Furthermore, in the 1970s' and 1980's and beyond, doctors high in the hierarchy of the American Medical Association (AMA) launched --- and continue to launch --- unbelievably acrid (and unjustified --- and un-scientific) assaults on his character as well as his dietary suggestions. It is a credit to Atkins that he did not surrender to the amazing amount of nonsense (based on false logic and pseudo-science) that has been promoted by these doctors who were trying to wreck his career. Their main contribution has been to wreck the health of 100s of thousands of people by essentially downplaying the fact that sugar(s) get converted into fat. These AMA doctors imply that the only generator of fat is fat.
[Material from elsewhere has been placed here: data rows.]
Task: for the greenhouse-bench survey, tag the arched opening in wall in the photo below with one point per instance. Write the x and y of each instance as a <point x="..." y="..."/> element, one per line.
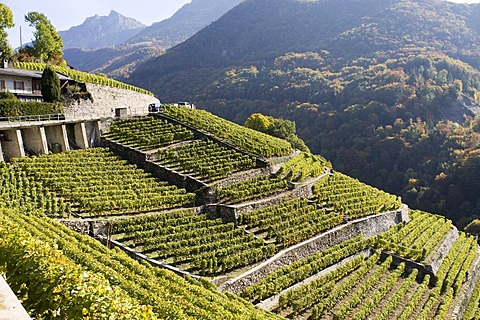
<point x="72" y="142"/>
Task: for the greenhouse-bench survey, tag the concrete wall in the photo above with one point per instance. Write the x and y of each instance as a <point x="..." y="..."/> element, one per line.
<point x="13" y="148"/>
<point x="35" y="139"/>
<point x="57" y="134"/>
<point x="81" y="135"/>
<point x="368" y="227"/>
<point x="106" y="100"/>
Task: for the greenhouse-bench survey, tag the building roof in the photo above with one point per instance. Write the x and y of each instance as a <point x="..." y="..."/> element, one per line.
<point x="28" y="73"/>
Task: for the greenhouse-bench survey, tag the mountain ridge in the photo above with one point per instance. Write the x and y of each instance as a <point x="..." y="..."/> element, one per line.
<point x="101" y="31"/>
<point x="401" y="65"/>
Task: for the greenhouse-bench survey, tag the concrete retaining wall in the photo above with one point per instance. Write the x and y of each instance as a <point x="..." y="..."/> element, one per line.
<point x="368" y="227"/>
<point x="139" y="158"/>
<point x="106" y="100"/>
<point x="231" y="213"/>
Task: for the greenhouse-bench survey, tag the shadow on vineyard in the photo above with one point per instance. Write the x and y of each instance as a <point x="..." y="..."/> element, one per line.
<point x="278" y="231"/>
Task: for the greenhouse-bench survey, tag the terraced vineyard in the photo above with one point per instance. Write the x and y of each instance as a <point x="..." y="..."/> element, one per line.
<point x="98" y="183"/>
<point x="91" y="280"/>
<point x="303" y="166"/>
<point x="251" y="189"/>
<point x="365" y="284"/>
<point x="17" y="190"/>
<point x="330" y="256"/>
<point x="418" y="238"/>
<point x="248" y="139"/>
<point x="147" y="133"/>
<point x="204" y="160"/>
<point x="290" y="222"/>
<point x="191" y="242"/>
<point x="353" y="198"/>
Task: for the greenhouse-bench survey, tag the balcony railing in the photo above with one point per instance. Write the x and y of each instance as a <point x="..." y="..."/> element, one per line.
<point x="41" y="117"/>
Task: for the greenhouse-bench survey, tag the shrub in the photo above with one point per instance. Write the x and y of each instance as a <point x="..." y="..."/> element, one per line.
<point x="50" y="85"/>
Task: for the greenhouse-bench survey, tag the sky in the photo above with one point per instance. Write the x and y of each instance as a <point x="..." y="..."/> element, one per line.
<point x="66" y="14"/>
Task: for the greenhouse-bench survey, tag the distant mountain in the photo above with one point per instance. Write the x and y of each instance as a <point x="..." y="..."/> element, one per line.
<point x="101" y="31"/>
<point x="119" y="61"/>
<point x="389" y="91"/>
<point x="188" y="20"/>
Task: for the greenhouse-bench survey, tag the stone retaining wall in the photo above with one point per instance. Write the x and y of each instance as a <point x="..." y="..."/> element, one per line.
<point x="368" y="227"/>
<point x="139" y="158"/>
<point x="231" y="213"/>
<point x="106" y="99"/>
<point x="141" y="257"/>
<point x="436" y="260"/>
<point x="201" y="134"/>
<point x="465" y="293"/>
<point x="89" y="227"/>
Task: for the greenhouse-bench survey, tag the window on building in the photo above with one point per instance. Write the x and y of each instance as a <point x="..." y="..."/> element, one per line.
<point x="18" y="85"/>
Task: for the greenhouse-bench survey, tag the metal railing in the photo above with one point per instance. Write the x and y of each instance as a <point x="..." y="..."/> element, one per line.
<point x="72" y="115"/>
<point x="40" y="117"/>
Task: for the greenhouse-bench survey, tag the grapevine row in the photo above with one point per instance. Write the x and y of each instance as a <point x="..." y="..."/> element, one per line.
<point x="204" y="160"/>
<point x="248" y="139"/>
<point x="290" y="222"/>
<point x="147" y="133"/>
<point x="102" y="186"/>
<point x="303" y="166"/>
<point x="194" y="241"/>
<point x="17" y="190"/>
<point x="149" y="286"/>
<point x="253" y="188"/>
<point x="353" y="198"/>
<point x="287" y="276"/>
<point x="81" y="76"/>
<point x="417" y="238"/>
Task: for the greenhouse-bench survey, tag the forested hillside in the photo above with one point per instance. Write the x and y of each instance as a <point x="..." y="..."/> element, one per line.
<point x="386" y="90"/>
<point x="120" y="60"/>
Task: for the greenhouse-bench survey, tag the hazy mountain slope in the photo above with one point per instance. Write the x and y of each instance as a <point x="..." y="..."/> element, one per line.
<point x="189" y="19"/>
<point x="379" y="87"/>
<point x="120" y="60"/>
<point x="116" y="62"/>
<point x="101" y="31"/>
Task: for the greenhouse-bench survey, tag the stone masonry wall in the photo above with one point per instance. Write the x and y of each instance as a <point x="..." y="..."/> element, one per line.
<point x="230" y="213"/>
<point x="106" y="99"/>
<point x="368" y="227"/>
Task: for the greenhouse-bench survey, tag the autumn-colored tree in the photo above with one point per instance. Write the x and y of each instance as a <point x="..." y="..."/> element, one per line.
<point x="48" y="43"/>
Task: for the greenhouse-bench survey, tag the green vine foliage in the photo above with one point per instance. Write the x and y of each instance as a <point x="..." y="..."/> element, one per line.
<point x="59" y="288"/>
<point x="82" y="76"/>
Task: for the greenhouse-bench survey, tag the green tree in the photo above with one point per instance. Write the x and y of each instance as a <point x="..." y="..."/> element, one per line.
<point x="48" y="43"/>
<point x="259" y="122"/>
<point x="6" y="22"/>
<point x="473" y="227"/>
<point x="50" y="84"/>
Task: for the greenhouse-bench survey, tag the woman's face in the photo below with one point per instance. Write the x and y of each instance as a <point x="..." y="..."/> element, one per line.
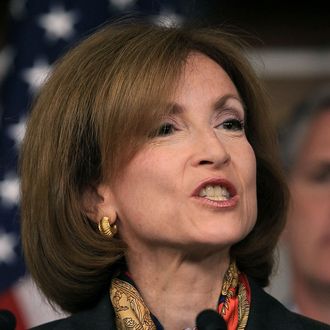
<point x="193" y="185"/>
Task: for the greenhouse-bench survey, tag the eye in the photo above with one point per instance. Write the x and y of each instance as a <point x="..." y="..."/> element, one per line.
<point x="165" y="129"/>
<point x="233" y="125"/>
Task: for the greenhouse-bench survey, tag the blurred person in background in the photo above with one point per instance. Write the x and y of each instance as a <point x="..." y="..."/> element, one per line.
<point x="306" y="149"/>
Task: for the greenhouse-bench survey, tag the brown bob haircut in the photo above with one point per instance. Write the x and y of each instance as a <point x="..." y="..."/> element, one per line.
<point x="104" y="99"/>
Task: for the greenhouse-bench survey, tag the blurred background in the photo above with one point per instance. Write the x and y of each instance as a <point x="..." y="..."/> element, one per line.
<point x="290" y="49"/>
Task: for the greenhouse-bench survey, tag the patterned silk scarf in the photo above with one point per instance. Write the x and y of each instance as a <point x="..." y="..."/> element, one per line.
<point x="132" y="313"/>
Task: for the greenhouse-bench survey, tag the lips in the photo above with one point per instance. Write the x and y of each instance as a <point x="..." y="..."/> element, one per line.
<point x="217" y="192"/>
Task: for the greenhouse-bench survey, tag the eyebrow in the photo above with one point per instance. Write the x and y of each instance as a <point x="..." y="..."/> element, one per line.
<point x="218" y="104"/>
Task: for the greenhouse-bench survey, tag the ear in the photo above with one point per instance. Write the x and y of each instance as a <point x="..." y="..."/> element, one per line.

Anyone who has read the first chapter or two of the several books Atkins wrote on the "Atkins diet" would see long lists of vegetables that he suggests for the "induction" phase of his diet and for later phases of the diet. If the diet is high in anything, it is relatively high in protein sources (such as cheese and lean meats) and high in healthy (low-starch, high-nutrient) vegetables.
The 1963 AMA research report that led to the 'Atkins diet'
Atkins' diet suggestions were not invented by him. He was merely trying to popularize results that he had read about in an AMA medical journal article published back in the early 1960's --- popularize for the benefit of the citizens of this country (and of the world). To quote Atkins in his book "Atkins for Life", 2003, page xii:
"The first published documentation of the success of a controlled carbohydrate dietary regimen appeared in the 1800s, but we needn't go back that far. It was after reading a scientific study on the effectiveness of several low carbohydrate weight-loss programs in the October 1963 issue of the Journal of the American Medical Association that I decided to put a similar approach into practice.
We now have, on our web site www.atkinscenter.com, summaries of close to four hundred [ 400 ! ] scientific studies that support the principles upon which the controlled carbohydrate nutritional approach is based."
[Atkins probably saw another low-carb diet study in the same volume of the Journal of the American Medical Association (JAMA), a December 1963 paper. Since the Oct and Dec 1963 papers are no longer available at the JAMA site, nor at other sites on the internet, I have found the articles in a medical library and keyed in most of the text of the articles. The texts are available via multiple links in this page.]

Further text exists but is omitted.